Le lièvre, le plus malin des animaux, alla un jour demander à Dieu de le rendre plus fin. Pour le congédier, Dieu lui dit d’abord d’aller remplir de moineaux une gourde et de revenir. Le lièvre se rendit près d’une fontaine et y passa sa journée en méditation. Quand le soir fut venu, les oiseaux, que la chaleur du jour avait forcés de se cacher, sortirent pour se rafraîchir ; les moineaux, spécialement, vinrent voltiger, gazouiller près de la source et s’y désaltérer. Le lièvre se dit tout bas :

— Voilà l’occasion de les attraper !

Il saute, et, faisant semblant de discuter :

— Non, non, dit-il : oui, oui ; pardonnez-moi, jamais, ça n’aura pas lieu ; c’est impossible ; pourquoi pas ?

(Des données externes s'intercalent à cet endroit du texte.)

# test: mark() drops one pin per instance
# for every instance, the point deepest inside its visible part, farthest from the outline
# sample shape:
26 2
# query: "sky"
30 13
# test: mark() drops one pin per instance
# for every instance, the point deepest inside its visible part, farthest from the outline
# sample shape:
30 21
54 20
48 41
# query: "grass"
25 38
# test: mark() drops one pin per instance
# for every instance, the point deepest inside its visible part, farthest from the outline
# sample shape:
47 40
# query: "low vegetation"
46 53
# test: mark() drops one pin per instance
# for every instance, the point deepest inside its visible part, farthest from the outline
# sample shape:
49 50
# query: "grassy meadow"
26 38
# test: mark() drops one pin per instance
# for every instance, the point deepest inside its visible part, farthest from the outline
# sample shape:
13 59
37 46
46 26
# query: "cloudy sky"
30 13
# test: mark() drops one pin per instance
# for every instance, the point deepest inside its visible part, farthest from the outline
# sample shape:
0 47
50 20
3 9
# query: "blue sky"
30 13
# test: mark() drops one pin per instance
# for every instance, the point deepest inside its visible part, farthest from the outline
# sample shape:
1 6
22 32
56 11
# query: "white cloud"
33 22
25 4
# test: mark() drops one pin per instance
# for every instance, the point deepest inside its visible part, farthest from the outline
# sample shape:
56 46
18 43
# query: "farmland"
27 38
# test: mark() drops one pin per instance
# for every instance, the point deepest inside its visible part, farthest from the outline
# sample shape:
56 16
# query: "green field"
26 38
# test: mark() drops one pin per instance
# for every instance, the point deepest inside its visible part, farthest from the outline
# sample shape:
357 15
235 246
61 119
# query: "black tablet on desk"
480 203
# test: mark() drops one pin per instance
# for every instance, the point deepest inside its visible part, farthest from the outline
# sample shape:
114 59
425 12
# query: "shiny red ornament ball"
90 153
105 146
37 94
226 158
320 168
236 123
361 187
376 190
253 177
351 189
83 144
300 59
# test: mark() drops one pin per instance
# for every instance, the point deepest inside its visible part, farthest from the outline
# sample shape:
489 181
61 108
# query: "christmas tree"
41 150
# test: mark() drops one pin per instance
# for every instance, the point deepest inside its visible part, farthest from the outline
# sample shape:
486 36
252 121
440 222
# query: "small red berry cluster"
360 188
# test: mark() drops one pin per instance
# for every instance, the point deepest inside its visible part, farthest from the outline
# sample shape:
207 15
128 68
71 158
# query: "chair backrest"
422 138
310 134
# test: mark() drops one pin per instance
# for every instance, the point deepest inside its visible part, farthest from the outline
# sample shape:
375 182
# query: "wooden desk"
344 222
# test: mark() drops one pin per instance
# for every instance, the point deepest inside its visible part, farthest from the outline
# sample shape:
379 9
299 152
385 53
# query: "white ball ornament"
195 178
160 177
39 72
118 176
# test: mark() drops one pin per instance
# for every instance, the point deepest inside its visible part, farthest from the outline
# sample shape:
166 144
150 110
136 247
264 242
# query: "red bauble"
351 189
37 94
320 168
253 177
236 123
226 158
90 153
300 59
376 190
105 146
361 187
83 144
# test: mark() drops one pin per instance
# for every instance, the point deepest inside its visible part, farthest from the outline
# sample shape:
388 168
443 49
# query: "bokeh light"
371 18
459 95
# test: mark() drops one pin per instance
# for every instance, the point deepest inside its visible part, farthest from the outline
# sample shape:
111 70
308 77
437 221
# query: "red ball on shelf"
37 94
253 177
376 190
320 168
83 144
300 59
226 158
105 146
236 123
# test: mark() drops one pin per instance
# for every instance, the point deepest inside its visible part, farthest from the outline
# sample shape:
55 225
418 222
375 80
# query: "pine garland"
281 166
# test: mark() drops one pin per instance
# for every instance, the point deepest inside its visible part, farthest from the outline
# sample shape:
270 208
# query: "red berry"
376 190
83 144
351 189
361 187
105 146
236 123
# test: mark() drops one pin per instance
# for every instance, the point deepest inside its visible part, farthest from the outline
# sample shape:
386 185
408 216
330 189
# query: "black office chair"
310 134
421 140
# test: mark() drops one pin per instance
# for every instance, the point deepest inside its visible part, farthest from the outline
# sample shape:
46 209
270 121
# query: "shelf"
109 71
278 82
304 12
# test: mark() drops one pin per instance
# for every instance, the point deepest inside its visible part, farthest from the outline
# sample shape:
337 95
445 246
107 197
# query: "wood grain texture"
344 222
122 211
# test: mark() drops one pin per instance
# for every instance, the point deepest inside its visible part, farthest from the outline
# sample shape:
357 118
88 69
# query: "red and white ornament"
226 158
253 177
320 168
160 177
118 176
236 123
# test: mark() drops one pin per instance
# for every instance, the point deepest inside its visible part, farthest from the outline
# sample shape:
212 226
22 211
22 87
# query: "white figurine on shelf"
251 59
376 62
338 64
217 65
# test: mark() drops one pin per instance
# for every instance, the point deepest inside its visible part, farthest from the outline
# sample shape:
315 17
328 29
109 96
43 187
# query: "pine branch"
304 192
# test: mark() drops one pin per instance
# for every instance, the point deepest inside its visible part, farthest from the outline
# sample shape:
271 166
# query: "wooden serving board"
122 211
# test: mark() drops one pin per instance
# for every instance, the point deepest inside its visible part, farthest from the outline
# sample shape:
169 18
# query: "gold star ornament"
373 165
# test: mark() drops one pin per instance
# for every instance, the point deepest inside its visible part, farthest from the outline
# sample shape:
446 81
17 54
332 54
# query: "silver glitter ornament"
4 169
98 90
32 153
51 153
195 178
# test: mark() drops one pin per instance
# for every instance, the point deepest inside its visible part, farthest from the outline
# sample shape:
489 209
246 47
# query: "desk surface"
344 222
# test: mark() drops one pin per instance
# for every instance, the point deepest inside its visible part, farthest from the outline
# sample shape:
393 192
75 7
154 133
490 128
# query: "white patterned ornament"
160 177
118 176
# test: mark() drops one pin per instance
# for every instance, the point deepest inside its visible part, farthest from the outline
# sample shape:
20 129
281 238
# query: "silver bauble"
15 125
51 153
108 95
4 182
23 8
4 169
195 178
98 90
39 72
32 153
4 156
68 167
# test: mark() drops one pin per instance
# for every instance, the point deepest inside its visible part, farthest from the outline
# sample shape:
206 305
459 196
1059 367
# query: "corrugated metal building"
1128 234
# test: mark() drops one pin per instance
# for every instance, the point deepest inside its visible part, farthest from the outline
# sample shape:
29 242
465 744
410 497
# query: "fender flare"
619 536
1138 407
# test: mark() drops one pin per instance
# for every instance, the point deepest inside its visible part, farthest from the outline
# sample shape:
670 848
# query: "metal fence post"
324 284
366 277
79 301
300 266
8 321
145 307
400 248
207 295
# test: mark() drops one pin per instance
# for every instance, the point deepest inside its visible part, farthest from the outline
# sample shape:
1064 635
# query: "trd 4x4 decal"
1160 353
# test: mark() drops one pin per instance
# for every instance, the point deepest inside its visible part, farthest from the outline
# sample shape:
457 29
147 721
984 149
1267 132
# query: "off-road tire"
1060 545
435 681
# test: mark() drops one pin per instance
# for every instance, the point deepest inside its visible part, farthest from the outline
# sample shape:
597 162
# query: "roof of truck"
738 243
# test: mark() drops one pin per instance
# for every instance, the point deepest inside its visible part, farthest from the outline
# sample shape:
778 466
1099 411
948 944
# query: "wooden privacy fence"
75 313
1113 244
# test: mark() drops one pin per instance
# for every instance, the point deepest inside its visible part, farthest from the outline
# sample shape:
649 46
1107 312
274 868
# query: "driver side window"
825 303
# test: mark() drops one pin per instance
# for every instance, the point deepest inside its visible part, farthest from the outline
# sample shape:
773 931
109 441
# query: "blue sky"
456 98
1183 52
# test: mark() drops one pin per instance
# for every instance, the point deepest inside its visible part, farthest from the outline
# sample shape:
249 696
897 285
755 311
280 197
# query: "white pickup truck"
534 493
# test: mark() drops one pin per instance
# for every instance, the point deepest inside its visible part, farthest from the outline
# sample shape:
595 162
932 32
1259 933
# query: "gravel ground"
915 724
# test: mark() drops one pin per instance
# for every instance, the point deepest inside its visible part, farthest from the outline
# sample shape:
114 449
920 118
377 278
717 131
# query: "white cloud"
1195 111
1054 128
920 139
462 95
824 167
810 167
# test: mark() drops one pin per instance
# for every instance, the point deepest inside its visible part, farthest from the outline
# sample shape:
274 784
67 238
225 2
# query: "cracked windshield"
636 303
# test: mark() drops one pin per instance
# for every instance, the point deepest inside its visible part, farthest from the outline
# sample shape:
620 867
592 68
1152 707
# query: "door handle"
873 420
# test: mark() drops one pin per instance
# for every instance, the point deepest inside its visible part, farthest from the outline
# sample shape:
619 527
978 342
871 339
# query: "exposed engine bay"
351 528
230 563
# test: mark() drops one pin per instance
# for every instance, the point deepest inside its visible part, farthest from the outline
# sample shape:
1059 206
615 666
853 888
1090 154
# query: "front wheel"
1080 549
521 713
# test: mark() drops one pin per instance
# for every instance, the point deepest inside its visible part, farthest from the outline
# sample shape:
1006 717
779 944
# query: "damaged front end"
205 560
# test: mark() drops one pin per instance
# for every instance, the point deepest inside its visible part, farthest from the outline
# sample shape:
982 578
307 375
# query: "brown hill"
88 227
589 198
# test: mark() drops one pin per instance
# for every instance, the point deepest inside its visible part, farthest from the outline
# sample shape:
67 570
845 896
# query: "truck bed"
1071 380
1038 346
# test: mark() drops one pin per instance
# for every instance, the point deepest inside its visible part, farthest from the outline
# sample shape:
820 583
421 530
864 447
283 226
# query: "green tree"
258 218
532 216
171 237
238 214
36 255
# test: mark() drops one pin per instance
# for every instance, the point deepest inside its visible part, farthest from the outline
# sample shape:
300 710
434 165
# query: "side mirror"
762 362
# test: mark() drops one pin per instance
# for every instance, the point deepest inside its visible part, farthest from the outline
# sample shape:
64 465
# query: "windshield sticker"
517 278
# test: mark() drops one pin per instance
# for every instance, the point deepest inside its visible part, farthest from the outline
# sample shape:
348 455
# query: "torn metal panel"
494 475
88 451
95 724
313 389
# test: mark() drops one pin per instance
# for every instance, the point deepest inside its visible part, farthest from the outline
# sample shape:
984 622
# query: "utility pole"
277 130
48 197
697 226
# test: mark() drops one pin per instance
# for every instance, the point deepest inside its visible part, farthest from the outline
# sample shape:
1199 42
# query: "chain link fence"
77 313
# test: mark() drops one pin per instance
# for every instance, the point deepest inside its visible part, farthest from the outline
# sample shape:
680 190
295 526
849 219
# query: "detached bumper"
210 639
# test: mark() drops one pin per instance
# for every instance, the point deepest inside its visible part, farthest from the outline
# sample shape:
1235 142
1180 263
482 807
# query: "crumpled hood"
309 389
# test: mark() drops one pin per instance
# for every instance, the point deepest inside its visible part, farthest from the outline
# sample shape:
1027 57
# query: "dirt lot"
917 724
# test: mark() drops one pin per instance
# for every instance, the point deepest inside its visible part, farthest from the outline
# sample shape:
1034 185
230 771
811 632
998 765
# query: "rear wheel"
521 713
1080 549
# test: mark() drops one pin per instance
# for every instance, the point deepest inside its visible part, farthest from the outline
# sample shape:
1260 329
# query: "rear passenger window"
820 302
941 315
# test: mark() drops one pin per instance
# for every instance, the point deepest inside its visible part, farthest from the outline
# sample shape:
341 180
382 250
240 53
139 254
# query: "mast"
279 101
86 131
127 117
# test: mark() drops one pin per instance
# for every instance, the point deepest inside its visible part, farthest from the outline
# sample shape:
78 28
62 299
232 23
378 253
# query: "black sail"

Les moineaux, surpris, lui demandèrent le sujet de sa discussion ; il répondit qu’il voulait savoir si sa gourde était assez grande pour les contenir tous :

— Nous y tiendrions sans être gênés, répliquèrent les moineaux : nous sommes si petits.

Aussitôt l’un d’eux entra, un second suivit, puis un troisième ; enfin, tous y trouvèrent place.

Le lièvre, sans perdre de temps, ferma sa gourde et alla trouver l’Être suprême ; mais Dieu, le frappant sur la tête, le renvoya en disant :

— Halte-là ! si j’augmentais ton esprit, tu bouleverserais le monde.

La morale de cette fable est qu’il faut se contenter de sa condition et que l’ambition cause la ruine d’un grand nombre d’hommes.




  1. Boilat, Grammaire de la langue woloffe, p. 402-404.